Between 1927 and 1943, Garden City's population fluctuated between 100 and 250, and several businesses and a newspaper (the Garden City Gazette) had come and gone. By 1945, Garden City had eight businesses and a population of 200. In the 1950s, oil was discovered nearby, creating a bit of a boom for the area. While Garden City's population did not experience the spike that other West Texas oil boom towns had seen (the population peaked at 300 in 1968, many years after the boom had ended), it did increase the community's commerce, with the number of operating businesses almost doubling from 1947 to 1968. By 1980, the population had fallen to 293, a figure maintained until 2010, when that year's census counted 334 residents.

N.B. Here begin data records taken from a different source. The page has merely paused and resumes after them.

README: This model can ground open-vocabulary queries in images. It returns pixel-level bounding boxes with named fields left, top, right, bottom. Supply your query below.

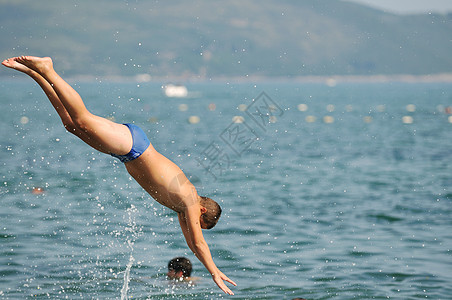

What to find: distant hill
left=1, top=0, right=451, bottom=78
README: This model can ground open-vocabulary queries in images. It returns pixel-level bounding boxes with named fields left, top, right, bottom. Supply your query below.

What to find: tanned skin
left=2, top=56, right=236, bottom=295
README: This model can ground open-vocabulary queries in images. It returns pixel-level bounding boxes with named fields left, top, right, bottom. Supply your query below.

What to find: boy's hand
left=212, top=271, right=237, bottom=295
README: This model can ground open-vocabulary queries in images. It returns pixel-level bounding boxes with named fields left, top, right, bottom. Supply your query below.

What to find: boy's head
left=199, top=196, right=222, bottom=229
left=167, top=257, right=192, bottom=279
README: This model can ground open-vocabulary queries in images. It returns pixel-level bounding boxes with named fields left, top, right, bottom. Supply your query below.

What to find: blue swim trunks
left=111, top=123, right=150, bottom=163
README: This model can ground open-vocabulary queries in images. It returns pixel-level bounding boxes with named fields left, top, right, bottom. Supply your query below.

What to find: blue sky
left=346, top=0, right=452, bottom=14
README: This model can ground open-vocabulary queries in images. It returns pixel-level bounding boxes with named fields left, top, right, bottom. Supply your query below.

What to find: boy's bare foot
left=2, top=57, right=36, bottom=75
left=15, top=56, right=53, bottom=75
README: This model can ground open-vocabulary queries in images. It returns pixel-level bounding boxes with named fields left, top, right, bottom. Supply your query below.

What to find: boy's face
left=167, top=269, right=183, bottom=279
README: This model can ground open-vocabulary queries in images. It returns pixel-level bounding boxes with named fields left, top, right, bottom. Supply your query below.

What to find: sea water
left=0, top=80, right=451, bottom=299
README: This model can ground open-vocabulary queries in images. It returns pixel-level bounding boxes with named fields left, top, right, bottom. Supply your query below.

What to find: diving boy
left=2, top=56, right=236, bottom=295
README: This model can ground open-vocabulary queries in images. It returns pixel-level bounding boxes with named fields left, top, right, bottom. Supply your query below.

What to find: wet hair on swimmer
left=199, top=196, right=222, bottom=229
left=168, top=257, right=192, bottom=277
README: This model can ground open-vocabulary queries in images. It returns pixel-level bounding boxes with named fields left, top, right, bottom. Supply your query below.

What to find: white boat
left=163, top=84, right=188, bottom=98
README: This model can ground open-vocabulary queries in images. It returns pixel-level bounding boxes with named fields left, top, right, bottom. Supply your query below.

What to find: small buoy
left=269, top=116, right=277, bottom=123
left=406, top=104, right=416, bottom=112
left=297, top=104, right=308, bottom=112
left=363, top=116, right=372, bottom=123
left=376, top=105, right=386, bottom=112
left=448, top=116, right=452, bottom=123
left=326, top=78, right=337, bottom=87
left=402, top=116, right=413, bottom=124
left=32, top=187, right=45, bottom=195
left=326, top=104, right=335, bottom=112
left=445, top=106, right=452, bottom=114
left=178, top=104, right=188, bottom=112
left=20, top=116, right=29, bottom=124
left=323, top=116, right=334, bottom=123
left=232, top=116, right=244, bottom=123
left=148, top=117, right=159, bottom=123
left=188, top=116, right=200, bottom=124
left=208, top=103, right=216, bottom=111
left=238, top=104, right=247, bottom=111
left=305, top=115, right=316, bottom=123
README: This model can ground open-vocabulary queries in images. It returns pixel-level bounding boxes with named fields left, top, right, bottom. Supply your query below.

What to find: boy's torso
left=124, top=146, right=199, bottom=212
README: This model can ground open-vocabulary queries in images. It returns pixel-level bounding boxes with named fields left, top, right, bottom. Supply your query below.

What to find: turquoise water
left=1, top=80, right=451, bottom=299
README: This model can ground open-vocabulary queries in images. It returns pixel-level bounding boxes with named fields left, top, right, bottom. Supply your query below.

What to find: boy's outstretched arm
left=178, top=207, right=236, bottom=295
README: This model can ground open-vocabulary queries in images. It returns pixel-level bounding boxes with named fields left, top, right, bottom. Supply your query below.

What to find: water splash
left=120, top=244, right=135, bottom=300
left=120, top=205, right=140, bottom=300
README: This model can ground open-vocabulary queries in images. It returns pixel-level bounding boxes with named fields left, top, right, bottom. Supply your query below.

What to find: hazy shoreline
left=2, top=73, right=452, bottom=84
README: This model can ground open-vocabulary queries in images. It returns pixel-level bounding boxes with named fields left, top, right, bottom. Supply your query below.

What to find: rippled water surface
left=1, top=80, right=451, bottom=299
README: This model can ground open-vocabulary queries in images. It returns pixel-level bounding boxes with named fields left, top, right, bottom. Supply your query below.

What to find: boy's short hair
left=168, top=257, right=192, bottom=277
left=200, top=196, right=222, bottom=229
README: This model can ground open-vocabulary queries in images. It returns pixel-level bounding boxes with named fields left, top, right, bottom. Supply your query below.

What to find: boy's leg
left=14, top=56, right=133, bottom=156
left=2, top=58, right=108, bottom=153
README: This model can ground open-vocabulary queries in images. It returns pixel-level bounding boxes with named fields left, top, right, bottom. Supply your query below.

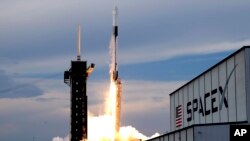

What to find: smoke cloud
left=52, top=113, right=159, bottom=141
left=52, top=135, right=69, bottom=141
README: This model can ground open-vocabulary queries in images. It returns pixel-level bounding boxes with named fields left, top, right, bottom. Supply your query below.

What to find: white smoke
left=52, top=135, right=69, bottom=141
left=52, top=114, right=160, bottom=141
left=119, top=126, right=156, bottom=141
left=149, top=133, right=160, bottom=139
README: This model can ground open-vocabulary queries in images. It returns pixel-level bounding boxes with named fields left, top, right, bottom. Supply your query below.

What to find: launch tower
left=64, top=25, right=94, bottom=141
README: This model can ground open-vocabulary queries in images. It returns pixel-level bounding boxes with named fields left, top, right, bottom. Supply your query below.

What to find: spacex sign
left=174, top=83, right=230, bottom=128
left=185, top=64, right=236, bottom=123
left=185, top=85, right=228, bottom=123
left=170, top=49, right=248, bottom=131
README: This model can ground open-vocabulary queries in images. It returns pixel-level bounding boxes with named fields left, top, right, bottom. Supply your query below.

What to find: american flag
left=176, top=105, right=182, bottom=127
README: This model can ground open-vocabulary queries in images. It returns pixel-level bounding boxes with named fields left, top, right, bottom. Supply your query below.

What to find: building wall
left=194, top=125, right=229, bottom=141
left=148, top=124, right=231, bottom=141
left=148, top=127, right=194, bottom=141
left=170, top=47, right=248, bottom=131
left=245, top=48, right=250, bottom=124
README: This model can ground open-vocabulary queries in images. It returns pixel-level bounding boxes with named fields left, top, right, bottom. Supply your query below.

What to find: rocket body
left=110, top=6, right=122, bottom=135
left=112, top=6, right=119, bottom=81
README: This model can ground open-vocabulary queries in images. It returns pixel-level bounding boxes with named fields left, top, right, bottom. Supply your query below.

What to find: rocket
left=110, top=6, right=122, bottom=134
left=112, top=6, right=119, bottom=81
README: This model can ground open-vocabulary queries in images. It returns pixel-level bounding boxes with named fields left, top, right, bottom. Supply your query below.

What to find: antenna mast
left=77, top=25, right=81, bottom=60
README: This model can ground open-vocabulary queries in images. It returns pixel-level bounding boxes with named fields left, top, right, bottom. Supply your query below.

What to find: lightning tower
left=64, top=25, right=94, bottom=141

The area is conducive to wind power generation, as is much of West Texas, and several wind farms have been proposed for the area.

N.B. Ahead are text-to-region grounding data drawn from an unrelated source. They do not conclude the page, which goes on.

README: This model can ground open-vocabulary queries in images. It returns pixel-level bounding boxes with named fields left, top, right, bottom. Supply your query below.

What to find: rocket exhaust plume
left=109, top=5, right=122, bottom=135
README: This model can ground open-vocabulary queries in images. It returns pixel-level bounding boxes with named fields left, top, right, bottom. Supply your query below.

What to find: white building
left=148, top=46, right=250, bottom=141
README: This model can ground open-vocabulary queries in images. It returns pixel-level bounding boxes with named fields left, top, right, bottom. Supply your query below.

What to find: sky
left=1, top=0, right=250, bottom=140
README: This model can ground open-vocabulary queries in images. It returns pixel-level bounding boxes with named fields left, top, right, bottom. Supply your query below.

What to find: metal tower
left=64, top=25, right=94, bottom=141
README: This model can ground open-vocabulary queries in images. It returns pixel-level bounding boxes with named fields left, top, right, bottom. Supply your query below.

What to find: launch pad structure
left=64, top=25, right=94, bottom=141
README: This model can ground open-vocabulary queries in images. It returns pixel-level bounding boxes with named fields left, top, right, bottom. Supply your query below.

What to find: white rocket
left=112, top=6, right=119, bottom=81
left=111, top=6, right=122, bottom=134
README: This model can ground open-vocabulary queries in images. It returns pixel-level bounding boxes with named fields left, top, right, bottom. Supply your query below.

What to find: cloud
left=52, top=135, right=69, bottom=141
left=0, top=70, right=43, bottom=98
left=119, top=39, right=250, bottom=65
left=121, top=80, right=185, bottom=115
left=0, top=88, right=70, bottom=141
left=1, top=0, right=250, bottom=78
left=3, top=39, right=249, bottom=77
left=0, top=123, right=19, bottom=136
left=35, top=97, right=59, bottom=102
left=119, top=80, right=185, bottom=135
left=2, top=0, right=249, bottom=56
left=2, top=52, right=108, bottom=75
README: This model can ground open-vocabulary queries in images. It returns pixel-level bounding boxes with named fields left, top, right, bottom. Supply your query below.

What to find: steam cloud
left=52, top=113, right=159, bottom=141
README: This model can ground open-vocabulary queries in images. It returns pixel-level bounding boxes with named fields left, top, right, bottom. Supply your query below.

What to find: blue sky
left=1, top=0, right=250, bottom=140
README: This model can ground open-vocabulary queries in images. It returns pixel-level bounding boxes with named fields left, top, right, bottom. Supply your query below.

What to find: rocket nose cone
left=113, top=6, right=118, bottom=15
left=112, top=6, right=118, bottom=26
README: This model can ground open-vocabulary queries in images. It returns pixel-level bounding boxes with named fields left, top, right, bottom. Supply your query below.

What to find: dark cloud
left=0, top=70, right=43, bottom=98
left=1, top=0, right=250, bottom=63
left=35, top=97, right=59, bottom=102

Limestone from the quarry of TexaStone in Garden City was donated in 2004 for establishment of the Stonehenge replica in Odessa, Texas.

==Demographics==

Garden City first appeared as a census designated place in the 2010 U.S. census.

Historical population
| Census | Pop. | Note | %± |
| 2010 | 334 |  | — |
| 2020 | 334 |  | 0.0% |
U.S. Decennial Census 1850–1900 1910 1920 1930 1940 1950 1960 1970 1980 1990 2000 2010 2020

===2020 census===

Garden City CDP, Texas – Racial and ethnic composition Note: the US Census treats Hispanic/Latino as an ethnic category. This table excludes Latinos from the racial categories and assigns them to a separate category. Hispanics/Latinos may be of any race.
| Race / Ethnicity (NH = Non-Hispanic) | Pop 2010 | Pop 2020 | % 2010 | % 2020 |
|---|---|---|---|---|
| White alone (NH) | 213 | 162 | 63.77% | 48.50% |
| Black or African American alone (NH) | 1 | 1 | 0.30% | 0.30% |
| Native American or Alaska Native alone (NH) | 1 | 0 | 0.30% | 0.00% |
| Asian alone (NH) | 0 | 0 | 0.00% | 0.00% |
| Native Hawaiian or Pacific Islander alone (NH) | 0 | 0 | 0.00% | 0.00% |
| Other race alone (NH) | 0 | 0 | 0.00% | 0.00% |
| Mixed race or Multiracial (NH) | 0 | 2 | 0.00% | 0.60% |
| Hispanic or Latino (any race) | 119 | 169 | 35.63% | 50.60% |
| Total | 334 | 334 | 100.00% | 100.00% |

As of the 2020 United States census, there were 334 people, 78 households, and 67 families residing in the CDP.

==Education==
All parts of the county are in the Glasscock County Independent School District. Garden City is home to the district's Garden City High School, which has the Bearkats as its sports mascot.

All of Glasscock County is in the service area of Howard County Junior College District.

==Climate==
According to the Köppen climate classification system, Garden City has a semiarid climate, BSk on climate maps.